National Neuroscience Institute (NNI) researchers identified a protein that provokes the aggression of brain tumours.
  • ST3Gal1 gene indicates an aggressively spreading tumour in the patient's brain
  • Finding can help doctors diagnose their patients, and in turn determine the best therapy, as it is more accurate than existing methods
Looking under the microscope is a common way to diagnose tumours and subsequently, act as a basis to determine the therapy needed and predict the outcome. However, tumours that look similar may behave differently.
 
This is where the discovery led by NNI scientists, Associate Professor Ang Beng Ti, Head and Senior Consultant of Department of Neurosurgery and Dr Carol Tang, Senior Research Scientist, come in.
 
Their research team has developed a molecular signature that indicates that the patient has the ST3Gal1 gene – a gene that provokes the aggressive spreading of tumour cells in the brain.
 
Such method of diagnosis by looking at the molecular pattern of the patient’s tumour is known as precision medicine – as it can predict patient outcomes better than traditional indicators such as age, tumour grade and patient’s functional status. "The focus is no longer on how tumours look under the microscope," said Prof Ang.
 
The team, which includes members from Duke-NUS Medical School, National University of Singapore, Nanyang Technological University and the Singapore Institute for Clinical Sciences, A*STAR, did this using mice models in the lab - they implanted tumour cell in the brains of mice.

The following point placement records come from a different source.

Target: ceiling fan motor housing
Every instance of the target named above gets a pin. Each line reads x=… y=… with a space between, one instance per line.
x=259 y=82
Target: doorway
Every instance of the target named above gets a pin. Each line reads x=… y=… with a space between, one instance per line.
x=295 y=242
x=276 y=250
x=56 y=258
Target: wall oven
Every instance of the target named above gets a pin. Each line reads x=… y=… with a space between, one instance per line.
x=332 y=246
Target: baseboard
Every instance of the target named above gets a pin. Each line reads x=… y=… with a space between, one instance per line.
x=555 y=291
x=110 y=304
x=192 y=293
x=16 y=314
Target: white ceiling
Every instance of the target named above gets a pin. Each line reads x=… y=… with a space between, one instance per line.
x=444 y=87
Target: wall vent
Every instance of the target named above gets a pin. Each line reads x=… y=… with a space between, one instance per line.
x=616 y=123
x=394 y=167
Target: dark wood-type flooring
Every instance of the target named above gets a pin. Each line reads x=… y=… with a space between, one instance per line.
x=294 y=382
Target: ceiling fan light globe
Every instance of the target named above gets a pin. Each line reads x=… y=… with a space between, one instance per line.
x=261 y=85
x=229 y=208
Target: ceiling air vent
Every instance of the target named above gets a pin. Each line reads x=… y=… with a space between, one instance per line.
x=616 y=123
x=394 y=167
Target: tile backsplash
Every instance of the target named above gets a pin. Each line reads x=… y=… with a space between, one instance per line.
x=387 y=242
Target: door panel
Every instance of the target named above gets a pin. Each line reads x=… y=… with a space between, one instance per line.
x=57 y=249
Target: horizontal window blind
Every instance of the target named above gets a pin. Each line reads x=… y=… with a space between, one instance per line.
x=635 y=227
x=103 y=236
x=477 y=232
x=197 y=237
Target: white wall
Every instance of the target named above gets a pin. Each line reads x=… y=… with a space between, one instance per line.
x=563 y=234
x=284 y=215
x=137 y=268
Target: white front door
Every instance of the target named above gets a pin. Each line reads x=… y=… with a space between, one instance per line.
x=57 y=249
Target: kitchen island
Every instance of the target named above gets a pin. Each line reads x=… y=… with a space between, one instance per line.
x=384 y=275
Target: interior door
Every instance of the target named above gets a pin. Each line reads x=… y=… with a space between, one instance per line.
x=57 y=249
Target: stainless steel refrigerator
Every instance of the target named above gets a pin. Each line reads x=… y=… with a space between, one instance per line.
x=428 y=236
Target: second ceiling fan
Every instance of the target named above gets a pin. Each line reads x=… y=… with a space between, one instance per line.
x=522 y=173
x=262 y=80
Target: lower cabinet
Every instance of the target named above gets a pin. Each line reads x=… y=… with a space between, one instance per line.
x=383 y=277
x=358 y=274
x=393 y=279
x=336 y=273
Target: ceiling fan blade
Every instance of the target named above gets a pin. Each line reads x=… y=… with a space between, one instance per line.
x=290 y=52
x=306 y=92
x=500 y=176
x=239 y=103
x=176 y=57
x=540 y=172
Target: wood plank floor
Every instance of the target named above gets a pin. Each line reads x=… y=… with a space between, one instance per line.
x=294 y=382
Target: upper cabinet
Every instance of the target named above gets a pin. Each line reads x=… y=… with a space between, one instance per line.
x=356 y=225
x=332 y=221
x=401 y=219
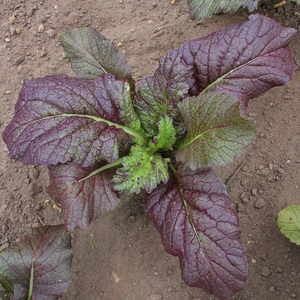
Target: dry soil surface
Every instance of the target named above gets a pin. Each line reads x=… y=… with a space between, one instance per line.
x=120 y=257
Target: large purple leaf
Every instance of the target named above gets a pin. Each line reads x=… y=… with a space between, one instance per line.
x=47 y=252
x=216 y=133
x=92 y=55
x=61 y=119
x=206 y=8
x=248 y=58
x=85 y=194
x=161 y=93
x=192 y=212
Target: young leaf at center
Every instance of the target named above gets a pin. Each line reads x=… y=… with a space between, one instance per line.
x=142 y=169
x=166 y=137
x=216 y=133
x=289 y=223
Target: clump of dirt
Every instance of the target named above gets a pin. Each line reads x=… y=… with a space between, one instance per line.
x=120 y=256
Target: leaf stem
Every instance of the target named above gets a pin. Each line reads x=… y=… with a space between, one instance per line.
x=97 y=119
x=31 y=282
x=108 y=166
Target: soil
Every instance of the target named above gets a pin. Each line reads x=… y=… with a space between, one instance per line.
x=120 y=257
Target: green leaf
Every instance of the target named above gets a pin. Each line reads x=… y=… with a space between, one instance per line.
x=92 y=55
x=39 y=265
x=206 y=8
x=166 y=137
x=289 y=223
x=142 y=169
x=216 y=133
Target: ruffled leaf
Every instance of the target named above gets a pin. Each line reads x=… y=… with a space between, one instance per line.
x=289 y=223
x=142 y=169
x=247 y=59
x=161 y=93
x=216 y=133
x=166 y=137
x=92 y=55
x=61 y=119
x=85 y=194
x=46 y=254
x=193 y=214
x=206 y=8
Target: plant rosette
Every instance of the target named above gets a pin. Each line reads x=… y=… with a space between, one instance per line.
x=102 y=139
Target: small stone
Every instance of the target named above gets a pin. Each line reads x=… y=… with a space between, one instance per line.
x=160 y=33
x=19 y=60
x=260 y=203
x=43 y=53
x=265 y=272
x=51 y=33
x=245 y=168
x=287 y=97
x=156 y=297
x=243 y=194
x=41 y=28
x=57 y=208
x=12 y=31
x=265 y=172
x=254 y=191
x=4 y=229
x=244 y=182
x=170 y=272
x=245 y=200
x=34 y=173
x=12 y=19
x=132 y=218
x=200 y=22
x=240 y=207
x=280 y=171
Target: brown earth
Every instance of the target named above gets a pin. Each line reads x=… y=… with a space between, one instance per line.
x=120 y=257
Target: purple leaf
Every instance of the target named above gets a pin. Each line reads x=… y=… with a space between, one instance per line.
x=160 y=94
x=192 y=212
x=216 y=133
x=48 y=250
x=92 y=55
x=247 y=59
x=85 y=194
x=61 y=119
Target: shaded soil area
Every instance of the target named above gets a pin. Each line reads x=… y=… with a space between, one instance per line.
x=120 y=257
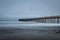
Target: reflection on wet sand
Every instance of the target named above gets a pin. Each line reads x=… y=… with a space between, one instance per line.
x=27 y=34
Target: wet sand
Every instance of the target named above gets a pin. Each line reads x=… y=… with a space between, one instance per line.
x=27 y=34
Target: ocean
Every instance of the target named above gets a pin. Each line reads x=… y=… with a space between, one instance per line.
x=19 y=30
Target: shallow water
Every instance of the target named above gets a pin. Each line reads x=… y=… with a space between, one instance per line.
x=12 y=30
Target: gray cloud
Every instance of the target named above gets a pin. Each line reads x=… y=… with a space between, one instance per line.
x=28 y=8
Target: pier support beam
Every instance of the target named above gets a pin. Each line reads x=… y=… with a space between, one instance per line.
x=57 y=20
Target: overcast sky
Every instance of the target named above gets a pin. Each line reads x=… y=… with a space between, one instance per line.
x=28 y=8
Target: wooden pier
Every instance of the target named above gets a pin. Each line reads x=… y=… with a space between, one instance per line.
x=47 y=19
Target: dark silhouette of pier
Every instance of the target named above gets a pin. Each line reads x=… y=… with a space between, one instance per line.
x=46 y=19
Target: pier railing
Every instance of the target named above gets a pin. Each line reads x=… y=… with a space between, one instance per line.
x=48 y=19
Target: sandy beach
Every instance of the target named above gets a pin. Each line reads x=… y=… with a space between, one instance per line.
x=27 y=34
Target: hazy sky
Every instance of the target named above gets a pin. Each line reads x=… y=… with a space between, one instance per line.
x=28 y=8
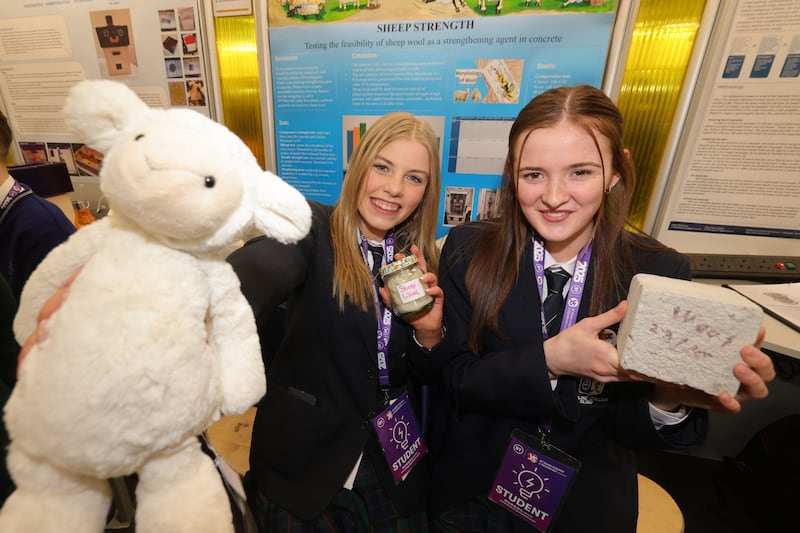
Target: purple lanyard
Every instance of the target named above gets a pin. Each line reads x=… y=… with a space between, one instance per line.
x=385 y=323
x=576 y=283
x=15 y=190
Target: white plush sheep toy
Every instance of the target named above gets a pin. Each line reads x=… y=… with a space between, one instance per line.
x=155 y=341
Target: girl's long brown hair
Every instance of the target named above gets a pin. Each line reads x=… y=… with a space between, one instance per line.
x=495 y=267
x=351 y=278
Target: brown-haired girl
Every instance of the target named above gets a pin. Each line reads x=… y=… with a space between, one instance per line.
x=539 y=424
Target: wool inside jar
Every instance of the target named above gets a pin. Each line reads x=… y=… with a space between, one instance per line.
x=408 y=294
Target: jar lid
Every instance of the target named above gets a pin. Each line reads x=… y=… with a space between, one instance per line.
x=400 y=264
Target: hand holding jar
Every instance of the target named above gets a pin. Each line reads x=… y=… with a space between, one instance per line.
x=415 y=296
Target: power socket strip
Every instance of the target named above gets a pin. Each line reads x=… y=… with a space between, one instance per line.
x=753 y=267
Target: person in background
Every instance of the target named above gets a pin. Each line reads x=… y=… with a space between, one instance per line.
x=556 y=392
x=30 y=226
x=318 y=461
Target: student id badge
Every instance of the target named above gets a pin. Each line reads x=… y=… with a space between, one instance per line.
x=533 y=480
x=400 y=437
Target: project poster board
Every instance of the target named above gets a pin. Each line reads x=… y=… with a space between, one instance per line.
x=154 y=46
x=337 y=65
x=735 y=184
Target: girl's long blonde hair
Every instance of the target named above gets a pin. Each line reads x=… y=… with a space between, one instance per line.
x=351 y=278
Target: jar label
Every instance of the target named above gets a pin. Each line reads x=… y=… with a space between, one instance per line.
x=410 y=290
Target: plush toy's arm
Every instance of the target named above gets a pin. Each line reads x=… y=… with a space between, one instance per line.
x=53 y=272
x=232 y=333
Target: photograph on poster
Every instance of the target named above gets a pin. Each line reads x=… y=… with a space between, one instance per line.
x=191 y=67
x=478 y=145
x=169 y=41
x=167 y=19
x=174 y=68
x=177 y=93
x=457 y=205
x=488 y=81
x=189 y=43
x=196 y=91
x=62 y=153
x=291 y=12
x=33 y=152
x=186 y=18
x=488 y=204
x=89 y=160
x=114 y=42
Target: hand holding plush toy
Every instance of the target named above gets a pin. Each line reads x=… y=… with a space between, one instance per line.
x=155 y=341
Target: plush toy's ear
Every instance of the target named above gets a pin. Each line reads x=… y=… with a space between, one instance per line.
x=280 y=211
x=99 y=110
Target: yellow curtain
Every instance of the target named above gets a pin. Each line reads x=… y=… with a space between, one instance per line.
x=663 y=37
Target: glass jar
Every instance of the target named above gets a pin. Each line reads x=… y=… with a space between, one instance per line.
x=408 y=294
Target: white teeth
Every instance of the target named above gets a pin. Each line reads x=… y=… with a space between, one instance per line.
x=386 y=206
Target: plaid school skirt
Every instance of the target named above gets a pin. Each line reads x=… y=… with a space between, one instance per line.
x=365 y=509
x=478 y=515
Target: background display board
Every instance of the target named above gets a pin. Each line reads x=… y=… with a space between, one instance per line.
x=732 y=195
x=157 y=47
x=333 y=67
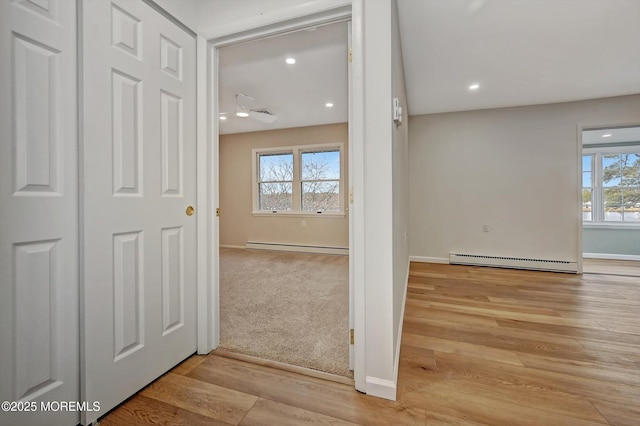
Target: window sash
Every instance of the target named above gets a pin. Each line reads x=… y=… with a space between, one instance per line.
x=298 y=206
x=602 y=191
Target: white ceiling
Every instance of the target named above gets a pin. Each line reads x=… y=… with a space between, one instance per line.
x=521 y=52
x=297 y=93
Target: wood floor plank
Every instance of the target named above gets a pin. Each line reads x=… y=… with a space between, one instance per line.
x=141 y=410
x=202 y=398
x=188 y=364
x=480 y=346
x=619 y=415
x=327 y=398
x=266 y=412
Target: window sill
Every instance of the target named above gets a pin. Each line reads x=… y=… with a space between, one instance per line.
x=333 y=215
x=611 y=225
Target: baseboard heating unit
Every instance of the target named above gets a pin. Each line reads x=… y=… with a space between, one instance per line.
x=513 y=262
x=297 y=248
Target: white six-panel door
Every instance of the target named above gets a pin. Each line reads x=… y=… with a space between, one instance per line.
x=39 y=350
x=139 y=177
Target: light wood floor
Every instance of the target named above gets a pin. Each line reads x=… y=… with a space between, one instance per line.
x=480 y=346
x=611 y=267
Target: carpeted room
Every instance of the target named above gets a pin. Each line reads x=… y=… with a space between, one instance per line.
x=283 y=306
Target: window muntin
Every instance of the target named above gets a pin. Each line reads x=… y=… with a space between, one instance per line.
x=299 y=179
x=320 y=181
x=611 y=185
x=587 y=187
x=275 y=181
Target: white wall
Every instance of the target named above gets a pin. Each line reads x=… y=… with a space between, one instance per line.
x=223 y=17
x=378 y=198
x=513 y=169
x=400 y=172
x=185 y=11
x=386 y=195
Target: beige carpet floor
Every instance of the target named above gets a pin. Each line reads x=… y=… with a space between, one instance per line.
x=286 y=307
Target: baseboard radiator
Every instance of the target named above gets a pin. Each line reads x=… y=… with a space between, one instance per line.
x=513 y=262
x=300 y=248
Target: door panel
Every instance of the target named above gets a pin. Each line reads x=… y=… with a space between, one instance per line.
x=139 y=177
x=38 y=210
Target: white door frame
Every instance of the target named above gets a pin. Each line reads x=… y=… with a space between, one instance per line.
x=208 y=180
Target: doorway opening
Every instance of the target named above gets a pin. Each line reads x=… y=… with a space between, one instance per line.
x=611 y=200
x=283 y=166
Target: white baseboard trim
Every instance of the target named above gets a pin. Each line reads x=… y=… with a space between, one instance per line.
x=610 y=256
x=381 y=388
x=297 y=248
x=424 y=259
x=399 y=339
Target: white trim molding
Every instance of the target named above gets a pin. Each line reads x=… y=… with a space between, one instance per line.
x=424 y=259
x=399 y=338
x=611 y=256
x=381 y=388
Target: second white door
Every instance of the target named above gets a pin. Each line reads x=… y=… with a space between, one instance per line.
x=139 y=175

Once in, the tumour retained its original molecular signature, but grew even faster and was much more accessible for study than in humans. The team is the first in the world to employ this cutting-edge technique.

By knowing the specific type of tumour the patient has, clinicians can then choose the type of chemotherapy better. This in turn spares patients from side effects and financial costs if there molecular information indicates poor response to existing treatments. However, it may take years, until "precision" drugs is found and certified for ST3Gal1.
 
Says Dr Tang and Dr Ang, This finding is significant because it introduces a novel paradigm in treatment decision and patient care; that is, we should not be relying on tumour characteristics seen under the microscope to guide therapy; rather, we need to establish molecular grouping approaches to more accurately target the group of patients susceptible to a specific chemotherapy.”
 
This study was published in Journal of the National Cancer Institute.